In the world of machine learning, performance measures are king. We use them to evaluate the quality of our models and compare their effectiveness with others. However, there’s more to performance than just average risk loss. In this article, we explore the limitations of relying solely on risk-based measures and why it’s time to broaden our horizons in evaluating machine learning models.
Risk-Based Measures: The Classical Paradigm
Risk-based measures have been the de facto standard for evaluating machine learning performance since the dawn of statistical machine learning. The most common measure is the average test loss, which represents how well a model generalizes to new data. While this measure has served us well in many cases, it can also be misleading when applied too broadly.
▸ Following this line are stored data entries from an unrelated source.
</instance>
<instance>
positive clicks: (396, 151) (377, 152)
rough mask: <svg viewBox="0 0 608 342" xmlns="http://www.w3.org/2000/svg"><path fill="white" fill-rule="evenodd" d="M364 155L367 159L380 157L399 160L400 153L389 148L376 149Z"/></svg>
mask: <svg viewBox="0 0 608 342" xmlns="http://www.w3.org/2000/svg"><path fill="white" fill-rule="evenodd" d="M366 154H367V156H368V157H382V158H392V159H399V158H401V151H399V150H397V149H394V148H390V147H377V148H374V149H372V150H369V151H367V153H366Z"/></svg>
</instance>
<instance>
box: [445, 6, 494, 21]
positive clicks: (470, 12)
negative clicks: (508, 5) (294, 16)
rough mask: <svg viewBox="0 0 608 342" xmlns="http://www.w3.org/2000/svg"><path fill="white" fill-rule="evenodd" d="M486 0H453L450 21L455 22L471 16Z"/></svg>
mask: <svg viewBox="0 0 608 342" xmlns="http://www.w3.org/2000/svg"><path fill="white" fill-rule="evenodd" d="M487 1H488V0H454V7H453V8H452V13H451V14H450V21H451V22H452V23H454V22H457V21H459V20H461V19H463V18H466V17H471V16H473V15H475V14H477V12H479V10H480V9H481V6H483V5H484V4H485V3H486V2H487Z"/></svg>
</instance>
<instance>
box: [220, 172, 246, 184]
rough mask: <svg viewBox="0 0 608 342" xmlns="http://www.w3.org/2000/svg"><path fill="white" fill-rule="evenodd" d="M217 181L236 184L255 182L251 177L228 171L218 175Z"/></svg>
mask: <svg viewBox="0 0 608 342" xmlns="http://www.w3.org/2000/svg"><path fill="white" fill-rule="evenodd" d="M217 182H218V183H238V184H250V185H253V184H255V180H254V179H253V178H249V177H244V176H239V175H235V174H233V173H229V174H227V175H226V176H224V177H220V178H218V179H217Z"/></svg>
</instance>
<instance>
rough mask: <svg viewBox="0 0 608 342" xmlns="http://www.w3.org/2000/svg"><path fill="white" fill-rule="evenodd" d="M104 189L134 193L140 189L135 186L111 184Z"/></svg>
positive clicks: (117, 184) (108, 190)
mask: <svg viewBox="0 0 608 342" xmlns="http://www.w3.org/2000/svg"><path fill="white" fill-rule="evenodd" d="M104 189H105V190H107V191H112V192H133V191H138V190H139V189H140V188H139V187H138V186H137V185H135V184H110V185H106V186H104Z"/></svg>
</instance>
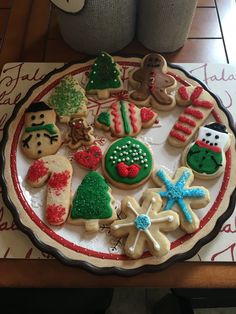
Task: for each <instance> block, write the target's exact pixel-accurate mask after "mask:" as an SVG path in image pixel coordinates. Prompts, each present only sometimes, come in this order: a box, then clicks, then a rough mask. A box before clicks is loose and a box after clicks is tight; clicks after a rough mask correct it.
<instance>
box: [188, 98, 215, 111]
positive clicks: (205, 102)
mask: <svg viewBox="0 0 236 314" xmlns="http://www.w3.org/2000/svg"><path fill="white" fill-rule="evenodd" d="M193 106H196V107H203V108H208V109H213V107H214V105H213V104H212V103H211V102H210V101H207V100H199V99H195V100H194V101H193Z"/></svg>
The Problem with Average Risk
Averaging risk across different classes or samples can mask important differences between them. For instance, consider a binary classification problem where class A has a higher average test loss than class B. While this might lead us to conclude that the model is worse for class A, it could be because the model is more accurate on class B. By abstracting away these nuances, we risk overlooking important aspects of performance that are critical in certain applications.
Examples and Implications
To drive this point home, let’s consider a few examples:
- In robust empirical optimization, average test loss is not the optimal choice for measuring performance. As the name suggests, this paradigm focuses on optimizing expected performance under worst-case scenarios. Prioritizing average test loss in such cases can lead to suboptimal solutions that are not robust enough.
- Game theory provides another instance where average test loss is not sufficient. In some cases, we might want to prioritize fairness over accuracy, and measuring performance solely through average test loss can obscure these trade-offs.
- Distributional robustness is another area where average test loss falls short. By focusing too much on minimizing average risk, we may neglect important considerations like calibration or the robustness of our models to worst-case scenarios.
Conclusion: Time for a Broader Definition of Performance:
While average test loss has been an indispensable tool in evaluating machine learning performance, it’s time to broaden our definition of "good" performance. By incorporating new measures that capture robustness, fairness, and other critical aspects of performance, we can develop more sophisticated evaluation metrics that better capture the complexities of real-world applications. It’s no longer enough to rely solely on risk-based measures; instead, let’s embrace a more nuanced understanding of what constitutes good performance in machine learning.